MEDIUM Credential files accessed before and after install — likely audit framework, not skill -18

Multiple sensitive credential files were opened and read (OPEN + ACCESS syscalls, no WRITE) at two distinct points: once at 1771934322 (before git clone begins at 1771934328) and once at 1771934340 (approximately 6 seconds after install completes at 1771934334). The pre-install access coincides with the audit infrastructure's ss -tunap baseline call. The post-install access coincides with the end of audit file scanning. The symmetric dual-access pattern, combined with the canary integrity report of all files intact, strongly suggests these are the audit system's own canary baseline and verification reads. No exfiltration path (no outbound connection carrying this data) is detected.
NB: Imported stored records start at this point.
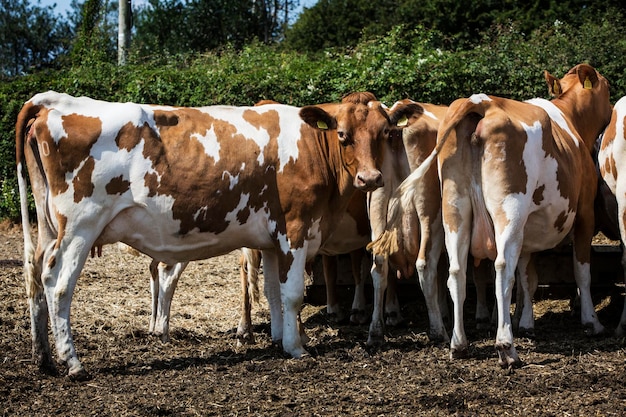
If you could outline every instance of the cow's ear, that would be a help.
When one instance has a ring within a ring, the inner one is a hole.
[[[394,106],[389,115],[389,121],[393,126],[403,129],[415,123],[424,114],[424,108],[417,103],[407,103]]]
[[[584,88],[591,90],[598,85],[598,73],[589,65],[580,65],[577,70],[578,80]]]
[[[546,79],[546,83],[548,83],[548,91],[550,95],[553,97],[558,97],[563,93],[563,88],[561,88],[561,82],[554,75],[550,74],[548,71],[543,72],[543,76]]]
[[[337,119],[317,106],[305,106],[300,109],[300,118],[319,130],[337,129]]]

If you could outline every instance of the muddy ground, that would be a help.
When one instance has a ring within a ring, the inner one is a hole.
[[[524,366],[497,366],[493,331],[477,331],[466,303],[470,358],[450,361],[426,337],[425,308],[404,303],[406,325],[376,352],[367,326],[330,323],[306,305],[310,356],[271,344],[269,313],[254,306],[256,344],[238,348],[238,254],[196,262],[174,297],[172,341],[147,333],[149,261],[105,248],[89,259],[72,305],[76,347],[91,379],[40,374],[30,362],[20,229],[0,229],[0,414],[15,416],[619,416],[626,415],[624,339],[588,338],[567,299],[536,307],[536,338],[516,340]],[[598,296],[600,319],[623,298]]]

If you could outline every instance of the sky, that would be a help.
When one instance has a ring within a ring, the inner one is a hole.
[[[115,0],[110,0],[115,1]],[[235,0],[236,1],[236,0]],[[145,4],[148,0],[132,0],[133,6],[138,6],[141,4]],[[300,7],[297,9],[297,13],[299,13],[303,7],[311,7],[313,6],[317,0],[300,0]],[[66,12],[71,9],[72,0],[30,0],[30,3],[37,4],[41,6],[52,6],[56,4],[55,11],[62,16],[65,16]]]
LOW Admin namespace JSON-RPC commands enable peer manipulation capability -10

The skill documents admin_peers, admin_addPeer, and admin_nodeInfo JSON-RPC calls. Appropriate warnings about localhost-only use are included. However, these commands give an agent with this skill loaded the capability to enumerate all connected peers and add arbitrary enode peers to the user's Ethereum node. If the admin namespace is accidentally exposed or if a malicious co-skill substitutes values into the enode template, this could be abused.

INFO Standard sparse monorepo clone — no unexpected behavior 0

The install script performs a shallow sparse git clone of the openclaw/skills monorepo, checks out only the skills/apexfork/eth-node subpath, copies files to the skill directory, and cleans up the temp clone. All observed process executions and network connections are consistent with this expected behavior.